Mit einer sechsteiligen Serie über junge Amerikanerinnen, die mehr oder weniger erfolgreich versuchen, als Tänzerin, Theater- oder Filmschauspielerin, als Pensionsbetreiberin oder Ehefrau ihren Platz im Leben zu finden oder auch nur dank ihres Reichtums ziellos durchs Leben jetsetten, wollte Zelda Fitzgerald ihren Ballettunterricht selbst finanzieren, da ihr Mann ihr vorwarf, sie lebe von seinem Geld. Und so fand Fitzgerald es nur gerecht, in der Autorenzeile aufzutauchen, zumal er die Modelle dafür geliefert habe: Mary Hay sei die Figur in »Mädchen mit Talent«, Josephine Ordway die Figur in »Das Mädchen, das dem Prinzen gefiel«. Doch es war Zelda, die die beiden jungen Frauen in Fiktion verwandelte - nicht Scott. Es war Zelda, die Picasso in Mr. Braunbein verwandelte, Hemingway in Tilliyum, und für deren Figur Belanova in »Andere Namen für Rosen« Picassos erste Frau, Olga Chochlowa, und die blutjunge Lois Moran, in die Fitzgerald sehr verliebt war, Pate standen.
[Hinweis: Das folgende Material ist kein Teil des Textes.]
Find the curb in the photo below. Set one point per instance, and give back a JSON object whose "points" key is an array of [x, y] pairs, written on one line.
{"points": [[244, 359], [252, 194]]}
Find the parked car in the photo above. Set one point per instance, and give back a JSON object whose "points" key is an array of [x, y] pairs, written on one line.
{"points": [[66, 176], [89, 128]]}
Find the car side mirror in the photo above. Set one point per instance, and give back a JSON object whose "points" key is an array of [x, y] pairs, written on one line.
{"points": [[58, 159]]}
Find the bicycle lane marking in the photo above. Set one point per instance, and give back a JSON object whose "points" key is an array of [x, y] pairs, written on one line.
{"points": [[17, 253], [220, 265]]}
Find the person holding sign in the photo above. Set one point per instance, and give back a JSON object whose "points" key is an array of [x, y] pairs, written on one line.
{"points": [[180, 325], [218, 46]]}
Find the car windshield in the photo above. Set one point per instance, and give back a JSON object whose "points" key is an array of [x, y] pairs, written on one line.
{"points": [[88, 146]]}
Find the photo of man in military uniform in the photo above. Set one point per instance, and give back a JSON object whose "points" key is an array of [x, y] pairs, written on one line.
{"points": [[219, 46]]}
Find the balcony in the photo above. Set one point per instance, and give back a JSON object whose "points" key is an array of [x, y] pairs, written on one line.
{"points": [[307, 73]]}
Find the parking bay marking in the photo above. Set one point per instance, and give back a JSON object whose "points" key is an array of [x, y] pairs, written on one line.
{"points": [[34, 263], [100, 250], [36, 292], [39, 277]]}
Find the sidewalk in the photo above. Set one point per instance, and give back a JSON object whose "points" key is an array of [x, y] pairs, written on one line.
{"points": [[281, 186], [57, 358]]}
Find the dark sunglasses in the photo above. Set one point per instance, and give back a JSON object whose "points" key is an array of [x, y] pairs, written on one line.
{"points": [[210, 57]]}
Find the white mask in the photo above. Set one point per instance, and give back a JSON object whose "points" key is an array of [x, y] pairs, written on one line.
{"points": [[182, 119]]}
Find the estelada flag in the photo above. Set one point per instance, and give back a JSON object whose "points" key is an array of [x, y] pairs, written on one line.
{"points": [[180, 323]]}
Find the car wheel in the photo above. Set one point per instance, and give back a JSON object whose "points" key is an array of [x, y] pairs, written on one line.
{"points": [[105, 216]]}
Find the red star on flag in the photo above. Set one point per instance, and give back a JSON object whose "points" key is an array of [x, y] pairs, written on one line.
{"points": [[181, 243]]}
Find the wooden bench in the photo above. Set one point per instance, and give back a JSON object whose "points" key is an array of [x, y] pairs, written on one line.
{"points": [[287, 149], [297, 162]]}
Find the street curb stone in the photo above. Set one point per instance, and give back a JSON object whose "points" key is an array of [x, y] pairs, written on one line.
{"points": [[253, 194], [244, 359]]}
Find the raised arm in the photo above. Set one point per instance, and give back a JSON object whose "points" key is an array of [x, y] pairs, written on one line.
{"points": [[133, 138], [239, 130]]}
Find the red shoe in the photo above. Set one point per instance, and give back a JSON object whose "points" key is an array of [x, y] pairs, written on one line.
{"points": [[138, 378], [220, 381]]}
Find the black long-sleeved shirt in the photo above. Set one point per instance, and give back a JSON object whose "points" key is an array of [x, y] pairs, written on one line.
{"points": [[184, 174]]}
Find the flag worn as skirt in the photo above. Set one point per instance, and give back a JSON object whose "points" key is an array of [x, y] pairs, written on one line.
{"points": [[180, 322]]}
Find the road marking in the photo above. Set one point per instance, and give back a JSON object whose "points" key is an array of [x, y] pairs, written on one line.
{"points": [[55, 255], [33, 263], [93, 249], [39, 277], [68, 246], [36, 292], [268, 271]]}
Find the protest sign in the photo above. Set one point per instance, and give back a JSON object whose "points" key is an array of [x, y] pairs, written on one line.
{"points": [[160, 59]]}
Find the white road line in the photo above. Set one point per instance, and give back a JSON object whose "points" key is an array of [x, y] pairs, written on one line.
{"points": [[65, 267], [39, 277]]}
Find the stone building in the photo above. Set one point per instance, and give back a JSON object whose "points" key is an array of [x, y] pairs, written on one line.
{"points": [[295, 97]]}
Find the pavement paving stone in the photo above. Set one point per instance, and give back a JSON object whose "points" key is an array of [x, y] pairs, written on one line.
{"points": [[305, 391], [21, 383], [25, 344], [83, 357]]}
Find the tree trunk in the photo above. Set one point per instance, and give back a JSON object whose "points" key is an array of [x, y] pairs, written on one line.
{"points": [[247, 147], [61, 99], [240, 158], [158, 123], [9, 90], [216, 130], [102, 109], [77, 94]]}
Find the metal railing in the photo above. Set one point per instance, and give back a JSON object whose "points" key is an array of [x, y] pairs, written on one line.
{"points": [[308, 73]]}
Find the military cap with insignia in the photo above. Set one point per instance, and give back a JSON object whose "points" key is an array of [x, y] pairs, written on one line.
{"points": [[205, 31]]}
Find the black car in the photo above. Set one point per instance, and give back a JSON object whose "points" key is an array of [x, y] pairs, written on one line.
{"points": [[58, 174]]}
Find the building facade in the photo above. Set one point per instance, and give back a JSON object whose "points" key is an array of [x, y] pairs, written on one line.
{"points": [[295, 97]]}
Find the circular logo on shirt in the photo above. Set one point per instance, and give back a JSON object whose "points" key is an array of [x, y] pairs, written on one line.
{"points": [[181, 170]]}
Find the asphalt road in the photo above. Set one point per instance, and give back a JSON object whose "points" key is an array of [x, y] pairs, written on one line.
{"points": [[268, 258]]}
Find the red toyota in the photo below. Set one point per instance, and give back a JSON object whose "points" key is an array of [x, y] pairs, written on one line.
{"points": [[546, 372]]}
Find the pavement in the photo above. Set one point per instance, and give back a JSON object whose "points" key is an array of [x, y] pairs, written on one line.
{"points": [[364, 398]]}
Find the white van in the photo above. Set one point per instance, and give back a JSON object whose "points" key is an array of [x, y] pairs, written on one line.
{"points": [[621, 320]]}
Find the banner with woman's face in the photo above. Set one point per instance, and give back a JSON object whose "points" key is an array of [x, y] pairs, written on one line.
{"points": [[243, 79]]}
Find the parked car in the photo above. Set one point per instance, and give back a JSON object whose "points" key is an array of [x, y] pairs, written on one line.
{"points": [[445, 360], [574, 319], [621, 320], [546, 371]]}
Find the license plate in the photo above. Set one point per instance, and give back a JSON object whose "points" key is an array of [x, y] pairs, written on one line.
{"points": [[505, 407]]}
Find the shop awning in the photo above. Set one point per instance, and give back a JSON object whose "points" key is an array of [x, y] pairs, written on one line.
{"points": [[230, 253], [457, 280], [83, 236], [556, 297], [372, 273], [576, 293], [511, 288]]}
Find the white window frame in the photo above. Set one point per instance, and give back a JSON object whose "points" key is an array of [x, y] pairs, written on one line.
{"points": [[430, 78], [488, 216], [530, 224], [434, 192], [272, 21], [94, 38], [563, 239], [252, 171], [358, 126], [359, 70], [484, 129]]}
Es sind oft schillernde Figuren, die Zelda Fitzgerald in ihren Erzählungen zeichnet, von »Unsere Leinwandkönigin« bis zu »Die erste Revuetänzerin«, dem der Erzählband den Titel entnahm: Als die Erzählerin ihrer Protagonistin Gay das erste Mal begegnet, sitzt diese im Japanischen Garten des »Ritz« und isst Himbeeren mit Sahne. Fitzgerald hatte die Erzählung seiner Frau statt einer eigenen, vertraglich fälligen Story mit den Worten »Das ist ein armseliger Ersatz« an seinen Literaturagenten geschickt.

Dass es sich bei jeder von Zelda Fitzgeralds elf Erzählungen um keinen »armseligen Ersatz« handelt, davon kann sich nunmehr der Leser überzeugen. Es sind virtuos erzählte Geschichten, von bezaubernder Poesie und atmosphärischer Dichte, opulent im Stil und voll beeindruckender Metaphern. Ihre Erzählungen sind wie ihre Gemälde, die zu ihren Lebzeiten weitgehend unbeachtet blieben, und von denen nach ihrem Tod ein Großteil den Flammen zum Opfer fiel wie Jahre zuvor deren Schöpferin selbst - farbig, sinnlich, plastisch. Mit sprachlicher Schönheit zeichnet die Autorin Bilder von der Magie des Südens, mit einem nostalgischen Gefühl für Vergänglichkeit, ohne dabei je ins Sentimentale abzugleiten. Und in ihren Porträts erweist sie sich als genaue Beobachterin, die auch vor satirischen Spitzen nicht zurückscheut, wenn sie launigen Spott ausgießt über reiche Nichtstuerinnen oder junge Mädchen mit illusionären Hoffnungen an das Leben, die von diesem »zerfleddert« werden. Ein großes Lesevergnügen.

Zelda Fitzgerald: Himbeeren mit Sahne im Ritz. Manesse, 224 S., geb., 24,95 €.